EM: I really think they ought to raise their prices. They undervalue the product. People get very concerned about it, but when I think of everything else I need in my life and how much it has increased over time, and you raise your price two, three cents, I don’t even notice. They need to raise their prices because their cost of doing business is increasing. They still need to think about health care and rising minimum wage.

GC: You’ve talked about the importance of leadership and retention rates in garden center retail and mentioned that it was higher than other retail industries.
EM: At least the [retention rates] were higher from the statistics of ECGC. I can’t vouch for other garden centers, but I was always very surprised and pleased at how high our [average] retention rate was at ten-and-a-half years when the average in retail is 1.9 years.

GC: Why is that so important?
EM: It’s all about the economics of it. It’s really nice to have continuity, because you’ll find customers who look for particular folks, and it’s really nice if that same person is there all of the time. It also is a huge cost savings. It’s very expensive to recruit and train. I would hear the HR directors talk about how difficult it was to recruit. With the advent of social media, there are a gazillion places that you can go to post opportunities, but that doesn’t mean that they are good or that people are going to find them.
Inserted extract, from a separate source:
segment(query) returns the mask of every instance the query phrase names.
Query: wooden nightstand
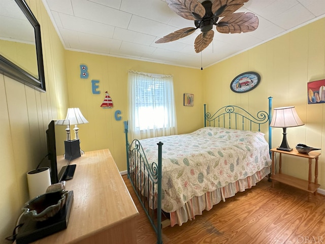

GC: So what would your assessment of the State of the Industry be for retailers?
EM: Things are going really well. It’s not the boon times that it has been in the past. There were times back in the early 2000s when they were seeing double digit growth. It seems to follow the economy itself. [The industry is] definitely recovering, but not double digits. Service areas like landscape design/build/installation are very healthy. [ECGC] for the most part felt good enough that they are expanding and investing in their businesses. One of the challenges is people tend to look month to month and year to year instead of five years.

GC: What’s the risk of looking month to month or year to year?
EM: You don’t see a trend year to year. It could have been a bad weather year. I’m not saying year to year isn’t important to look at, but if you want to see trends you have to pull it out further. [ECGC] did that comparison. We did it consistently every month, there was a very detailed report that was shared. And because we were national you could see, was that because Boston didn’t get rid of their snow until April, or was it something that was really happening to everybody else, too.

GC: What was the advantage of IGCs in different regions talking about these trends?
EM: So many times they think their business is so weather dependent. And it is but then it isn’t. If you see that there is a huge upswing as there were a number of years ago in perennials and it’s all regions, then it tells you something.

GC: That’s what we’re seeing with succulents and cacti this year.
EM: Absolutely. And why is that? Weather and they are darn easy. And yet they give you the color and the texture, and they are in all the magazines.

This interview has been edited for length and clarity.